Court Opinion

ID: 9716067
Source: CourtListenerOpinion
Date Created: 2023-08-26 06:24:53.594785+00
Date Added: 2024-06-11T18:23:41.134859
License: Public Domain

MATHIAS, Judge,
concurring.
I fully concur with the majority's determination of the issues presented in this appeal under current Indiana law. However, because Alexander is a Mexican foreign national, I write separately to address his rights under the 1963 Vienna Convention on Consular Relations.
Under the Vienna Convention, a foreign national who has been arrested, imprisoned, or taken into custody must be informed of his right to contact the consular officers of his country.3 See Zavala v. State, 739 N.E.2d 135, 139 (Ind.Ct.App.2000), trans. denied. The United States is a signatory to the Vienna Convention.
The record in this case does not reveal whether Alexander was informed that he had a right to contact the Mexican consul.

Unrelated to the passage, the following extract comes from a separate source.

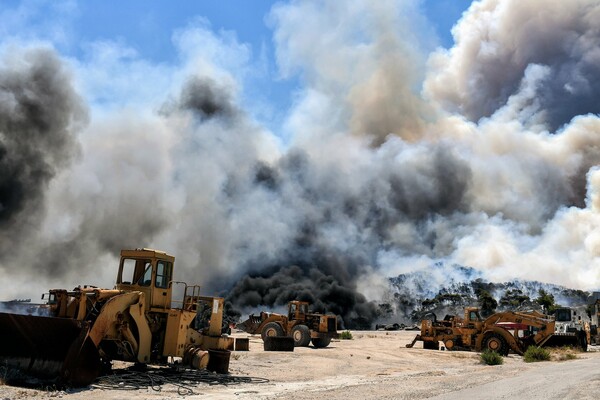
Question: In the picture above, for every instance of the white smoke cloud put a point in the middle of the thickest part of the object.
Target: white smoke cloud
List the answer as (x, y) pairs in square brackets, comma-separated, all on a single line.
[(492, 166)]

While this Vienna Convention right to contact a consular officer is an important right that should not be ignored under any circumstance, failure to inform a defendant of his or her Vienna Convention right is particularly egregious in cases such as the one before us, where risk of conviction of the charged crime carries such a high penalty.
American citizens abroad would like to believe that they will be treated fairly if they have a misfortune that subjects them *558to the police, prosecutorial and penal authorities of a country they are visiting. But confidence in such fair treatment is unwarranted if we as a nation do not set an example in our treatment of foreign nationals under similar circumstances in United States courts. I would therefore urge law enforcement authorities to make such advice of a foreign national's right to consular contact standard operating procedure in order to help establish an efficient and objectively fair notice and contact process that compliments the Sixth Amendment indigent right to counsel.

. However, the Zavala panel determined that failure to raise the State's violation of the Vienna Convention at trial results in waiver of that issue and the "fundamental error doctrine is inapplicable ... because no violation of a fundamental right is implicated." Id. at 142-43.